Unless the data is highly compressible (e.g. text files), SSL won't significantly increase the traffic transmitted. If it is compressible, then you can enable gzip compression over SSL, but this has some security issues and isn't recommended unless absolutely needed.


It's more likely that the computation overhead of cryptographic operations will impact performance (although only if the client has a high-throughput connection, and also only for large files). If CPU is the bottleneck, then compression won't help; in fact, it'll make it worse since compression also has high computation overhead compared to just dumping the stream to file. There's not much tuning you can do on the client-side unless you have access to the client. On the server, you can make sure that the AES CPU feature is enabled.
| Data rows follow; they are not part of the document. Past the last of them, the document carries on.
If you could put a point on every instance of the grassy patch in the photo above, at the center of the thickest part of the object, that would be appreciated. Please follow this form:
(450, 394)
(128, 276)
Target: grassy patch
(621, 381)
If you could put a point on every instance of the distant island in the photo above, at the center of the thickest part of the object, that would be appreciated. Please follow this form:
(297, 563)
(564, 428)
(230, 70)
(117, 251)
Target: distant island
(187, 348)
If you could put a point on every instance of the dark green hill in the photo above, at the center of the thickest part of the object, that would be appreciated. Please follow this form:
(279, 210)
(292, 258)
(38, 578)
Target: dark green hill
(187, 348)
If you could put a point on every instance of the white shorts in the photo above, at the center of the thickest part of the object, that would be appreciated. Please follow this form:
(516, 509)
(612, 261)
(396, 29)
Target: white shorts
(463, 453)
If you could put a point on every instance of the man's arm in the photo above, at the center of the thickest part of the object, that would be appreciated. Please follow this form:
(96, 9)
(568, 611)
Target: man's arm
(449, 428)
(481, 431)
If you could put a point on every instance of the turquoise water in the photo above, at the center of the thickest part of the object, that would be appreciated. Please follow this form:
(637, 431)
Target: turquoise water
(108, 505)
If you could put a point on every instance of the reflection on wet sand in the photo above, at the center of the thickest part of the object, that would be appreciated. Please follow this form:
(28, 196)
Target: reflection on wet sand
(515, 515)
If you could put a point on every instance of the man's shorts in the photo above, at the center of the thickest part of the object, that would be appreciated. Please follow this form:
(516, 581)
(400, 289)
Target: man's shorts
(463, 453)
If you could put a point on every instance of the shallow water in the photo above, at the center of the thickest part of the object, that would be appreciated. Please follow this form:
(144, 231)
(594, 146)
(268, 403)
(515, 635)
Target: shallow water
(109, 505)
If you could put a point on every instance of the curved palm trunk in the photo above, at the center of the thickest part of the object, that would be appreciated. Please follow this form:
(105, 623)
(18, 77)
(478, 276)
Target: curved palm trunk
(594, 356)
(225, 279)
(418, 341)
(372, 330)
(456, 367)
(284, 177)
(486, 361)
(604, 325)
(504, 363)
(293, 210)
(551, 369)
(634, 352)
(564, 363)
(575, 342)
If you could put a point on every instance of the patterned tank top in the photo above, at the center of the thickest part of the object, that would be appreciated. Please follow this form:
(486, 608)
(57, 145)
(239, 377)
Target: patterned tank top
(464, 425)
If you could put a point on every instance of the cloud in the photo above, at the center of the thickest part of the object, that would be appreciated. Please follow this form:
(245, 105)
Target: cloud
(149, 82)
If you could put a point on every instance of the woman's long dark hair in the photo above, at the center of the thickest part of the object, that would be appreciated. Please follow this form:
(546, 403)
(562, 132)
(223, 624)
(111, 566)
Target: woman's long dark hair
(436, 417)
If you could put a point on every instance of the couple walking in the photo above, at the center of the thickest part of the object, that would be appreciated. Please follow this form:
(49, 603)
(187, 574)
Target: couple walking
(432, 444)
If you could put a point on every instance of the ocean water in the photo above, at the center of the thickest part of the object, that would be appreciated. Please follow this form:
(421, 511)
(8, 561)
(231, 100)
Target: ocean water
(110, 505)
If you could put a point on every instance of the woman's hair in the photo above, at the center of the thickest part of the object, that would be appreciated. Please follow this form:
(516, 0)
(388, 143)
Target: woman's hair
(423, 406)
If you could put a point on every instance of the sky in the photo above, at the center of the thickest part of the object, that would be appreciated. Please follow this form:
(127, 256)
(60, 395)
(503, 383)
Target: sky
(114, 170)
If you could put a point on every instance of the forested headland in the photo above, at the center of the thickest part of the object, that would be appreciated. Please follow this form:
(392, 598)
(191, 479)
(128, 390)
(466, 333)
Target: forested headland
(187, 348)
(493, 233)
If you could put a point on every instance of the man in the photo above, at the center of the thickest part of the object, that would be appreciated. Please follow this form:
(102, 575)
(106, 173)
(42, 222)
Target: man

Obviously the first thing to do is to test download over HTTP and then over HTTPS and see if there is even any performance impact from SSL, and if there is an impact, to see what the bottleneck is.


----------



## KuJoe (Jan 2, 2016)

Some ISPs are known to throttle encrypted traffic so, depending on the ISP, SSL downloads can be significantly slower. When I was using Comcast almost 3 years ago an HTTPS connection would be about 1/10th of the speed of HTTP (this was somewhat resolved when they upgraded everybody to 100Mbps).


----------



## SkyNetHosting (Feb 19, 2016)

The initial response time would be faster but the download time should be slower for https than http downloads. But overall there shouldn't be any significant difference.


----------



## GlideServers (Feb 24, 2016)

Downloads are slower in https than http, however it is a very very small difference.


It is slower because https has to handshake, but this only takes about 2ms.


There is no significant difference.


----------



## drmike (Feb 24, 2016)

Depends.  


Bigger the data payload is, the more overhead.  More retransmits, more bloopers, more CPU.  It's good and fast on modern CPUs like 2010 year onward.


Gzip should be ran all over by default.  It works and compresses very good and very fast.  Ideally that is used in conjunction with a backend cache to prevent gzipping same stuff over and over.


I'd fuss with what you have and use something webpagetest.org to get outside real world different views of the options.


----------